An strace in the client ends with the following:

select(5, NULL, [4], [4], {60, 0})      = 1 (out [4], left {60, 0})
write(4, "\252{\5\204\361\300\371I?\202\25\322\370\355t#\301\375\222\303O\220\357\251\301<S?\360<\364\312"..., 2295) = 2295
select(5, NULL, [4], [4], {60, 0})      = 1 (out [4], left {60, 0})
write(4, "\377\377\377\377", 4)         = 4
select(6, [5], [], NULL, {60, 0})       = 0 (Timeout)
select(6, [5], [], NULL, {60, 0})       = 0 (Timeout)
select(6, [5], [], NULL, {60, 0})       = 0 (Timeout)
select(6, [5], [], NULL, {60, 0})       = 0 (Timeout)
select(6, [5], [], NULL, {60, 0} <unfinished ...>

Is there anything I can do to assist in tracking down this bug? It's quite the irritant as it breaks my backup scripts for that server.
Comment 26 Matt McCutchen 2008-09-07 20:14:32 UTC
John, it would be helpful to have a stack trace and strace for each of the three processes (sender, generator, and receiver).
Comment 27 John Beshir 2008-09-07 23:06:15 UTC
I wasn't able to get a stack trace, as none of the rsync processes were compiled with debugging information, except the client, which lacked gdb (or an easy method of installing it).

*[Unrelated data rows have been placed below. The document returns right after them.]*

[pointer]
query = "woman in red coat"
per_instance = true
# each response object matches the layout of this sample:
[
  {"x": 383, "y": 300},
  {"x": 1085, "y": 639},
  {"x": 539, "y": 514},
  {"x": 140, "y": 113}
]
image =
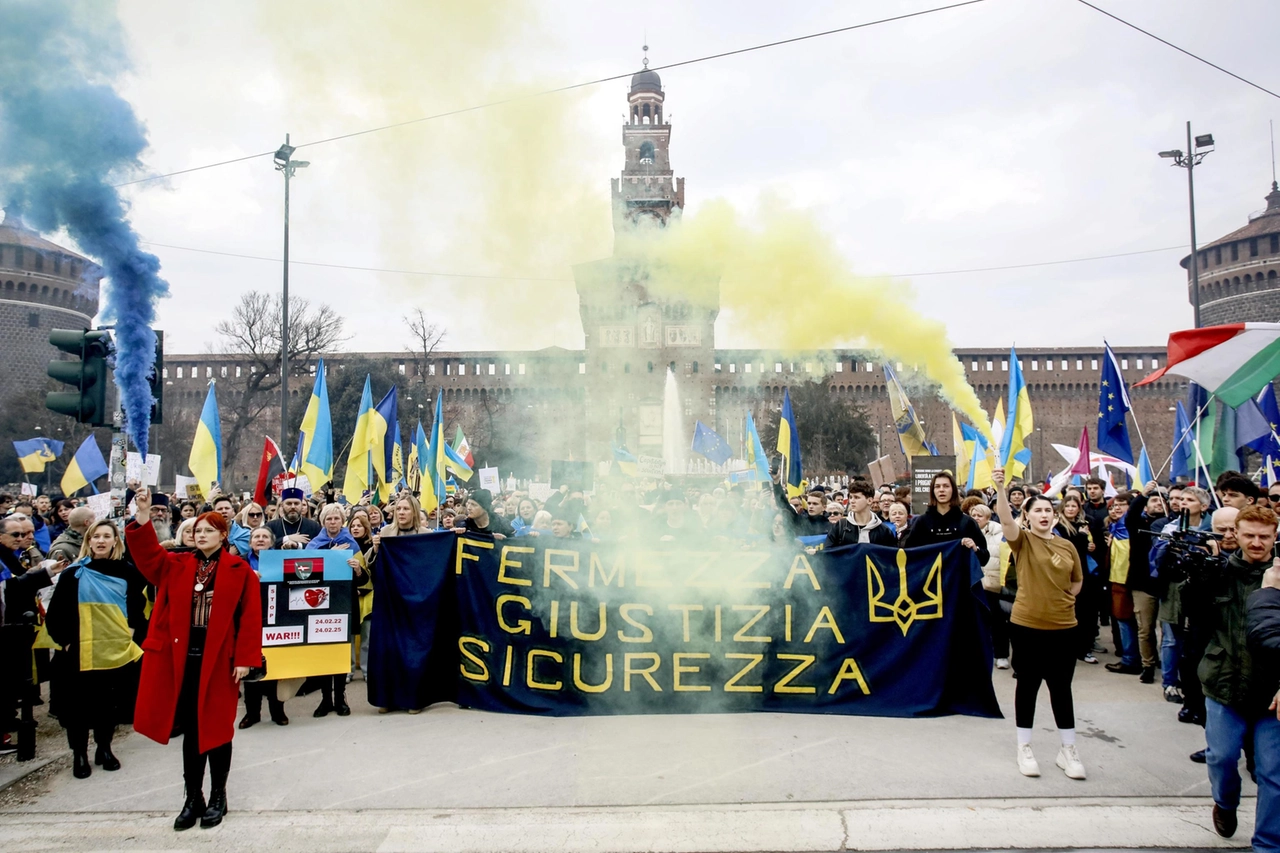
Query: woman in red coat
[{"x": 205, "y": 634}]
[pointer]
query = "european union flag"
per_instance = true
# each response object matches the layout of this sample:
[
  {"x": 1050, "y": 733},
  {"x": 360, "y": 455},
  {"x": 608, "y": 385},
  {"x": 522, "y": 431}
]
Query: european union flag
[
  {"x": 35, "y": 454},
  {"x": 1112, "y": 407},
  {"x": 709, "y": 443}
]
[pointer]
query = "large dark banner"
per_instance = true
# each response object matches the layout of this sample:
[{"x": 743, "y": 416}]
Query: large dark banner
[{"x": 539, "y": 625}]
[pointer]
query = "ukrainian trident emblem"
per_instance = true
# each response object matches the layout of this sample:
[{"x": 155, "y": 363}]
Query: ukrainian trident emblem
[{"x": 904, "y": 611}]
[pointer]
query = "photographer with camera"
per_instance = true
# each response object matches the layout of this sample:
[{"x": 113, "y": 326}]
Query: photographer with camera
[
  {"x": 1189, "y": 507},
  {"x": 1235, "y": 697}
]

However, I have straces for each. The client is from startup, and the two server processes had strace attached as quickly as possible after startup, at roughly the same time.

Client: http://fudgeman.org/pub/strace.log
Parent process on server: http://fudgeman.org/pub/strace-parent.log
Child process on server: http://fudgeman.org/pub/strace-child.log

The server-side errors were after the client was terminated, after it hung.